It’s time to innovate, for small businesses to do more with less again, and/or find self-funding solutions.
GDP growth in the U.S. and globally over the next 18 months will be in the ±1.5 percent range. Corporate revenues have begun to stagnate, as are profits.
Layoffs and restructurings are adding to the uncertainty and budgets are tightening. Business and IT executives should start tightening their belts and plan on slimmed down 2017 budgets.
Bottom line: it will be difficult for small business owners and IT executives to keep current in technology, meet new business demands, and develop the skills necessary to satisfy corporate requirements without innovation.
A confluence of announcements occurred over the past few weeks, all of which point to shrinking opportunities.
At the global economic level, the IMF lowered growth expectations and the U.S. government reported another poor month of growth. Additionally, in country after country government debt levels continue to rise into unsustainable levels; yet the bond markets are in such sad shape that the central banks can offer low or negative interest rates.
As an example, at the corporate level, companies such as Bank of America, Cisco, EMC, Goldman Sachs, HPE, and IBM are engaged in layoffs, mergers, and reorganizations. Good news is hard to find.
The Global Gloom and Doom
Once again the failure of policy makers to fix deep-rooted problems in their economies is forcing the International Monetary Fund (IMF) to signal new cuts in the global economic outlook. It notes that some economies are at risk of stalling and even contracting – and that is putting it mildly.

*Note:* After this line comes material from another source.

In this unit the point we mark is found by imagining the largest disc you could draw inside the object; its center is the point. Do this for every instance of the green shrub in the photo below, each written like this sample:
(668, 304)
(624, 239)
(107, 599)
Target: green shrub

The IMF intends to lower its global growth forecast from July’s 3.1 percent, which is already below the world average of 3.6 percent since 1990. The U.S. forecast will be downgraded as well from the 2.2 percent projected in July. China is down from its highs but remains strong (five to six percent range) while Brazil, Russia, and South Africa are dealing with contractions.
The Eurozone and UK are forecast to see 1.4 -1.2 percent growth.
The U.S. GDP for the second quarter
The U.S. GDP for the second quarter came in at a 1.2 percent annual rate, less than half the rate expected by economists.
This comes after a first quarter pace of just 1.1 percent. For at least four years now economists have expected the annual U.S. GDP to be in the 3.5 to 4 percent range, only to be disappointed by very slow growth. One factor contributing to the constrained economic environment is the massive government debts across the globe, with some countries managing debts in excess of their GDP (Japan’s debt is 229 percent of GDP while the U.S. is 105 percent).
Amazingly, with this huge debt overhang, governments are still able to offer almost $16 trillion in government bonds worldwide with yields below zero. If interest rates ever rise, even a little, the impact to government expenditures will be enormous, which in turn will cut real spending.
Business spending on equipment contracted for a third consecutive quarter in the last quarter, which is the longest stretch since the 2007-2009 recession.
More specifically, business spending on equipment fell at a 3.5 percent rate after declining at a 9.5 percent pace in the first quarter.
It is highly unlikely there will be a major pickup in spending as we move towards yearend and 2017. (Bad news for suppliers but potential good news for aggressive buyers.)